Transformation of the stageplay [by Robert Morley and Noel Langley] to the screen has widened the appeal of the original and given it the impetus of movement. There is never any doubt that Edward, son of the Boults, is a spoiled child as his parents rise in the social strata. Arnold Boult is the proud father whose conception of love for his offspring is to anticipate his every wish.
Into the main theme is delicately woven the estrangement between Arnold and Evelyn Boult. When the picture first opens they are seen in modest surroundings and ideally happy. But as Arnold prospers, through shady methods the drift is complete. Although caught in an affair with his secretary, Arnold refuses a divorce, as it may interfere with his ambitious plans.
Skillful direction has brought this play to the screen with full dramatic force.
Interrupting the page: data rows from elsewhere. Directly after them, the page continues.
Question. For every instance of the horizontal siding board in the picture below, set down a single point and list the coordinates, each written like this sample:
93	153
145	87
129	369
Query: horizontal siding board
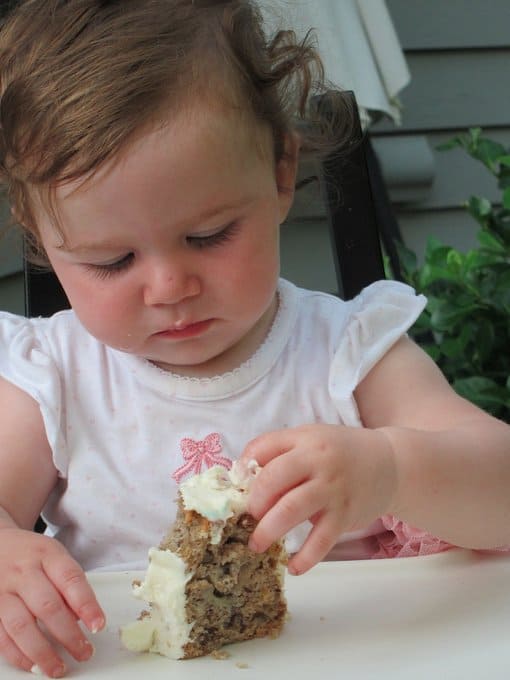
456	175
452	227
455	90
433	24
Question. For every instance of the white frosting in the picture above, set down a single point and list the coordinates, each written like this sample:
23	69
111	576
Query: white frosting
166	630
216	494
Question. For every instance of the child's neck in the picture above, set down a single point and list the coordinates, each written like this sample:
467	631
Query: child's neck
234	356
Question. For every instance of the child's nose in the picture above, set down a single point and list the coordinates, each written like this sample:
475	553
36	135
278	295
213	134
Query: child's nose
168	284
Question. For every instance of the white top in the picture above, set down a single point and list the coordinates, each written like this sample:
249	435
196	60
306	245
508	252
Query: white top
122	430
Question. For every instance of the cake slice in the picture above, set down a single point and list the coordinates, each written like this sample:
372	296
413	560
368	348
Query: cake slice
205	588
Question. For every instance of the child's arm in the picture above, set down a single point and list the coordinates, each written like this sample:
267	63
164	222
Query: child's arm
425	455
40	580
452	459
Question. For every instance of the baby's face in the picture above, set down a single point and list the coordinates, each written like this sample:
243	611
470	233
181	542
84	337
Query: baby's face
171	252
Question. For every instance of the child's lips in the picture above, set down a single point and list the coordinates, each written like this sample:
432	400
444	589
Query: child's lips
190	330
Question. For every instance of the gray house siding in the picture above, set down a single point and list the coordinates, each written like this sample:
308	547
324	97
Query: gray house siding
458	53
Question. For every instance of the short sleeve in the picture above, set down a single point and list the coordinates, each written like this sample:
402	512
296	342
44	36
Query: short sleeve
379	316
404	540
25	361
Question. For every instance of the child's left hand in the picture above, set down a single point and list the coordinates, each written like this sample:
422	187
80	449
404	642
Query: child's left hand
339	478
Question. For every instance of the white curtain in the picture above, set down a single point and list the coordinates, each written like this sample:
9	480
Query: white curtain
358	45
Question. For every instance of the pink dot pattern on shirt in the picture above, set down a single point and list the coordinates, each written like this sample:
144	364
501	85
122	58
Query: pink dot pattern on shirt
199	453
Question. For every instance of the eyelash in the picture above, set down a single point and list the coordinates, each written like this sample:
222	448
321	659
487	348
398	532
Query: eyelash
104	271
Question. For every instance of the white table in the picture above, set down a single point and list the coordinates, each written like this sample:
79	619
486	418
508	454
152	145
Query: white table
444	616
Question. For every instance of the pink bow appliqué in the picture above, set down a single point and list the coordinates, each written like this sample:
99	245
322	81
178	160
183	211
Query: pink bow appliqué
198	453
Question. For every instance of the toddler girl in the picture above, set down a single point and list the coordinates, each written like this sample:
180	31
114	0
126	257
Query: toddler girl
149	149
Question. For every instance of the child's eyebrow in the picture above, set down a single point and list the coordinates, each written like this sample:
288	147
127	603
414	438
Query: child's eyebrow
108	244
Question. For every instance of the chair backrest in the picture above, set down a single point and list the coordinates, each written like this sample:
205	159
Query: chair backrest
352	221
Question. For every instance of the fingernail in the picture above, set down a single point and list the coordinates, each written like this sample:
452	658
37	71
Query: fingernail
96	625
86	651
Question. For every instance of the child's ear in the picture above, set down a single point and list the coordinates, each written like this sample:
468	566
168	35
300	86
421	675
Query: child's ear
286	171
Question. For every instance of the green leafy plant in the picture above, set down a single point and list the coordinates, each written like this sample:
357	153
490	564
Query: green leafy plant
466	325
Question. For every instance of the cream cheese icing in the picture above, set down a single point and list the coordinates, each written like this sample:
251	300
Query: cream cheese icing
216	494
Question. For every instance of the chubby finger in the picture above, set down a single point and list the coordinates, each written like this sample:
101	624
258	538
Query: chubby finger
294	507
276	479
317	545
69	579
12	653
46	605
269	445
21	628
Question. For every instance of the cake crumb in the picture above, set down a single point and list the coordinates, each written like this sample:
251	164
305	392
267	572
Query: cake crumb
220	654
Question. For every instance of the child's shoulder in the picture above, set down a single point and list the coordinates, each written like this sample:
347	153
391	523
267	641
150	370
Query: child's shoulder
24	332
378	295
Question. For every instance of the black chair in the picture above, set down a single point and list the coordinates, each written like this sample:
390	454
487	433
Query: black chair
354	232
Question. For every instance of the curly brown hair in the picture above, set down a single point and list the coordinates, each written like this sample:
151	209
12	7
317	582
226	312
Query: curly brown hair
80	79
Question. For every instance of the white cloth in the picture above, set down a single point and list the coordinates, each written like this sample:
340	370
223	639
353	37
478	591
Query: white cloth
118	426
358	45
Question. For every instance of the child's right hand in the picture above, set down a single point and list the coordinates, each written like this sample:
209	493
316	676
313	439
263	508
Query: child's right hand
40	582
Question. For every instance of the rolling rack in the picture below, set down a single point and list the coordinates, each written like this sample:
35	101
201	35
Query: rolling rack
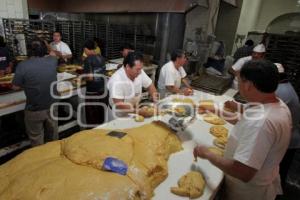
285	49
20	32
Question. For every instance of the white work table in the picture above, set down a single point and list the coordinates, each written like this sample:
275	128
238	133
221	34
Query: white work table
181	162
16	101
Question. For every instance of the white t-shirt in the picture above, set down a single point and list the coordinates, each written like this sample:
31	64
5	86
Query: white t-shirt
240	63
62	47
121	87
260	141
170	76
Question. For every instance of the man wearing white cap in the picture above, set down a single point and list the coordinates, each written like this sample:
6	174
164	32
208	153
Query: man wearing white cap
288	95
258	53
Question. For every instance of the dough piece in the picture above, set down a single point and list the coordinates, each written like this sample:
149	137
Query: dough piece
220	142
216	150
180	111
146	111
183	100
213	119
70	168
209	104
228	110
190	185
219	131
139	118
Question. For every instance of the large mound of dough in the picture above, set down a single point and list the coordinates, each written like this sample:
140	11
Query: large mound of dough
71	168
190	185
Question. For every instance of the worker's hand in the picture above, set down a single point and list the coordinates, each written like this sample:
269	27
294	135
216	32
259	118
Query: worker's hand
200	151
146	111
231	106
8	70
90	77
188	91
52	53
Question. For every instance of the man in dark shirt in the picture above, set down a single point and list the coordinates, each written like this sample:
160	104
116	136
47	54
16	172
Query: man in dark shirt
94	68
35	76
5	62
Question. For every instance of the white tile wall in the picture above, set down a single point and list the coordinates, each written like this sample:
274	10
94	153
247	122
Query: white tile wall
12	9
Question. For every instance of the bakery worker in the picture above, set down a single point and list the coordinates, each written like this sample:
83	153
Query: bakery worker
59	48
172	74
125	49
259	139
288	95
125	86
5	61
258	53
40	126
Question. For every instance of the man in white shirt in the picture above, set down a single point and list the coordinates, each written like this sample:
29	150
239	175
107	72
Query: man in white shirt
172	74
258	141
287	94
125	85
59	48
258	53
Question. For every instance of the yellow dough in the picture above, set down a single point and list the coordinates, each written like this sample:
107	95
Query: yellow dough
209	104
139	118
180	110
220	142
213	119
183	100
71	168
216	150
190	185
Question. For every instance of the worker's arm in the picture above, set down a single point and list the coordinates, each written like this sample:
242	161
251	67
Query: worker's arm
153	92
121	105
230	117
228	166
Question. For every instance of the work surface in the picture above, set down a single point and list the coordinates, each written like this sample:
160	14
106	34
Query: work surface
182	162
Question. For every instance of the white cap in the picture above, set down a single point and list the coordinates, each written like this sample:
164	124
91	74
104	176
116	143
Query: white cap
279	67
260	48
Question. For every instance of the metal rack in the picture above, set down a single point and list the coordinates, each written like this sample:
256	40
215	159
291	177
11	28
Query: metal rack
74	33
285	49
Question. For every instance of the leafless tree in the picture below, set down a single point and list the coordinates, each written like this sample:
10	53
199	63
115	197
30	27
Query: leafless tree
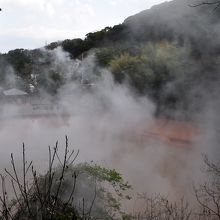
208	193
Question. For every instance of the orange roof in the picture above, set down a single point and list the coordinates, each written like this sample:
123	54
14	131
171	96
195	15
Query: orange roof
172	131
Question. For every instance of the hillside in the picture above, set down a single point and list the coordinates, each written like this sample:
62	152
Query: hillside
169	53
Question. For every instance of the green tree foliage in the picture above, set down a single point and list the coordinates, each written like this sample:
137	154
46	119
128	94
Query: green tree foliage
131	69
21	62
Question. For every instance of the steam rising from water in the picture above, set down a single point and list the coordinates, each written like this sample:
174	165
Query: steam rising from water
106	123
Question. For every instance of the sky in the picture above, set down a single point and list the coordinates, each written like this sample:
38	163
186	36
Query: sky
31	24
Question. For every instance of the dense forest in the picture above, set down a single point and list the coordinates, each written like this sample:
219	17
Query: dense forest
166	53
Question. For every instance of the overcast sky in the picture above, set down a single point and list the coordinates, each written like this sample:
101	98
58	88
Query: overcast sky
33	23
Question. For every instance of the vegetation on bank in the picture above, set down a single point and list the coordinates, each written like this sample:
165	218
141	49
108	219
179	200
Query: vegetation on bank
83	191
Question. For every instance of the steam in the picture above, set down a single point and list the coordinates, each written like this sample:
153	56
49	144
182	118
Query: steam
107	123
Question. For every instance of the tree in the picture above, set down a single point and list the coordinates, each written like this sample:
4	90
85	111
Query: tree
208	193
67	191
215	3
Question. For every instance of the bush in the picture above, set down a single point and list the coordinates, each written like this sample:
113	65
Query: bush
66	191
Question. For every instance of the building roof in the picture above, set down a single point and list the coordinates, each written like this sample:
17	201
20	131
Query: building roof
14	92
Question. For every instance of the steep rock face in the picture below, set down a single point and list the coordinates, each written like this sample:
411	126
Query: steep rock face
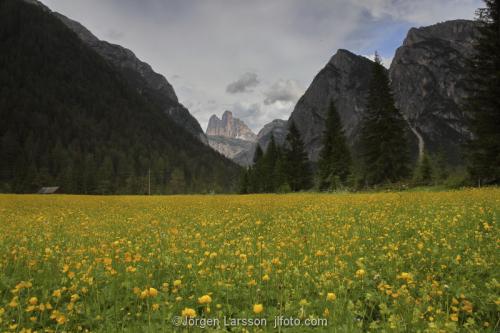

There is no letup in its intensity and it moves surely and swiftly from one dramatic phase to another. Spencer Tracy as Arnold Boult dominates the screen with a forceful portrayal of the ambitious man who allowed nothing to stand in the way of his determination to reach the top rung of the ladder.
Deborah Kerr displays remarkable ability in transforming the character of Evelyn from the demure happy young women to the embittered, drunken and miserable wife. Ian Hunter gives a warm, understanding study of the family doctor, who is unable to hide his love for Mrs Boult.